Machine Learning Approaches for Identification of Alzheimer's Disease using Social Determinants and Imagery
Abstract
Purpose: The purpose of this study is to predict the presence of Alzheimer's Disease (AD) using socio-demographic, clinical, and Magnetic Resonance Imaging (MRI) 4D data.
Significance: Early detection of AD enables family planning and may reduce costs by delaying long-term care (Alzheimer's Association, 2018). Accurate, non-imagery methods also reduce patient costs.
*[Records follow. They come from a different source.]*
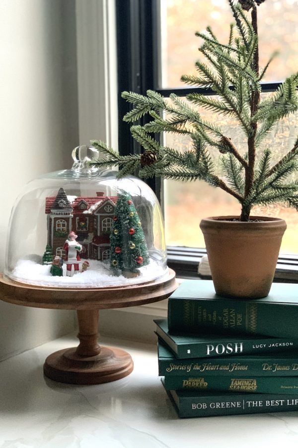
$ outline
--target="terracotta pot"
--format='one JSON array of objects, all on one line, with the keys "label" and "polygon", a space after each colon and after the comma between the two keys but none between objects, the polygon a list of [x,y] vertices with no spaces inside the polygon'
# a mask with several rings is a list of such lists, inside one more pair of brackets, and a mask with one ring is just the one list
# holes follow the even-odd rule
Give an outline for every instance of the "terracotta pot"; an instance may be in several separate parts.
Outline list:
[{"label": "terracotta pot", "polygon": [[200,224],[217,294],[258,299],[269,294],[287,224],[284,220],[252,216],[249,223],[212,217]]}]

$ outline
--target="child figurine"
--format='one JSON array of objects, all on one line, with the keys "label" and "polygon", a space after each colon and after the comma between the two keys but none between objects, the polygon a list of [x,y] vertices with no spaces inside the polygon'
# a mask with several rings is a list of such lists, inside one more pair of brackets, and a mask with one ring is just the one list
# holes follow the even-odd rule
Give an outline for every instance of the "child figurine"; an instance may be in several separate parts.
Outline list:
[{"label": "child figurine", "polygon": [[79,252],[82,249],[82,246],[75,241],[77,238],[74,232],[71,232],[68,235],[68,239],[65,241],[63,249],[66,254],[64,260],[66,262],[66,275],[72,277],[72,268],[73,265],[74,267],[74,273],[79,272],[78,262],[80,261]]},{"label": "child figurine", "polygon": [[62,277],[63,270],[60,257],[55,257],[52,263],[50,272],[53,277]]},{"label": "child figurine", "polygon": [[87,260],[84,260],[82,264],[82,272],[87,270],[87,268],[90,266],[90,263]]}]

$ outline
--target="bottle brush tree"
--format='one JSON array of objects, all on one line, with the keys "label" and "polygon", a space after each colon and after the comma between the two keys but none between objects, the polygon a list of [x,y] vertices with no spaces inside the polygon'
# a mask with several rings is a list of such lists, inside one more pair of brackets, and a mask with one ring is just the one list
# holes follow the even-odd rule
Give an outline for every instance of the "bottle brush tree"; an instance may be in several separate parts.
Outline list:
[{"label": "bottle brush tree", "polygon": [[[298,73],[287,78],[269,98],[261,99],[261,82],[275,56],[264,67],[259,67],[257,7],[265,0],[227,1],[235,22],[230,25],[228,42],[220,42],[210,27],[204,33],[197,33],[203,39],[199,50],[204,58],[196,64],[196,76],[181,78],[192,86],[210,88],[217,96],[190,93],[183,101],[172,94],[169,101],[152,91],[148,91],[147,96],[123,92],[122,97],[133,105],[125,121],[138,123],[147,114],[151,117],[147,124],[131,128],[144,152],[122,156],[103,142],[92,141],[106,154],[106,159],[92,163],[117,165],[119,177],[141,166],[141,177],[204,180],[238,200],[241,221],[249,221],[256,205],[281,202],[298,211],[298,181],[295,175],[293,178],[298,170],[298,137],[293,148],[275,163],[270,148],[264,147],[265,137],[274,125],[298,109]],[[198,106],[214,112],[214,119],[204,119]],[[236,120],[247,142],[244,153],[217,125],[216,114]],[[154,136],[163,132],[189,136],[192,147],[180,152],[162,146]],[[220,158],[223,177],[215,172],[210,155],[214,151]]]},{"label": "bottle brush tree", "polygon": [[138,272],[149,264],[142,223],[131,196],[124,191],[118,195],[110,241],[112,269]]}]

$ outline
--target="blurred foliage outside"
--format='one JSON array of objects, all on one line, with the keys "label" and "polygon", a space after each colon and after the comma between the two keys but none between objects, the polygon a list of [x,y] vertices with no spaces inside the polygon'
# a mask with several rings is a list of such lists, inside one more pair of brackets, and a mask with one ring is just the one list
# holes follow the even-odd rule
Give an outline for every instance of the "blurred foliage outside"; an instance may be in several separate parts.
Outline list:
[{"label": "blurred foliage outside", "polygon": [[[161,3],[164,1],[161,0]],[[164,75],[166,76],[163,79],[166,79],[166,83],[165,85],[164,83],[163,87],[178,87],[182,85],[179,81],[182,74],[195,73],[194,63],[199,57],[199,41],[194,32],[202,31],[211,24],[219,39],[226,40],[232,17],[225,0],[166,0],[166,3],[167,51],[166,64],[164,61],[162,68],[165,65]],[[298,70],[295,56],[298,54],[298,5],[297,0],[267,0],[258,9],[261,65],[273,50],[279,48],[282,53],[273,63],[266,81],[281,80]],[[162,46],[164,48],[164,42]],[[206,119],[216,120],[240,152],[243,154],[246,150],[244,135],[234,119],[204,110],[200,112]],[[280,158],[292,147],[298,132],[298,119],[296,114],[281,120],[262,145],[262,148],[269,147],[272,151],[273,161]],[[189,147],[190,142],[184,136],[167,134],[165,140],[165,144],[181,151]],[[220,174],[219,154],[214,149],[211,153]],[[202,218],[240,215],[240,206],[236,199],[221,189],[213,188],[202,181],[183,183],[166,180],[164,194],[168,245],[204,247],[199,226]],[[298,214],[294,209],[274,204],[269,207],[254,207],[252,215],[285,219],[288,228],[281,251],[298,253]]]}]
Methods: Extreme Gradient Boosted random forests (XGBoost) predict Clinical Dementia Rating (CDR) presence and severity as a function of gender, age, education, socioeconomic status (SES), and Mini-Mental Status Exam (MMSE). Convulutional Neural Networks (CNN) predict CDR from MRI's transformed to Eigenbrain imagery. XGBoost also predicts CDR with additional clinical variables.
Results: XGBoost provides 93% prediction accuracy for CDR using socio-demographic and clinical non-imagery variables-92% accuracy when clinical measures are excluded. CNN using the transformed Eigenbrain imagery results in 93% prediction accuracy.
Conclusion: ML methods predict AD with high accuracy. Non-imagery analysis may be nearly as efficacious as imagery prediction at a fraction of the cost.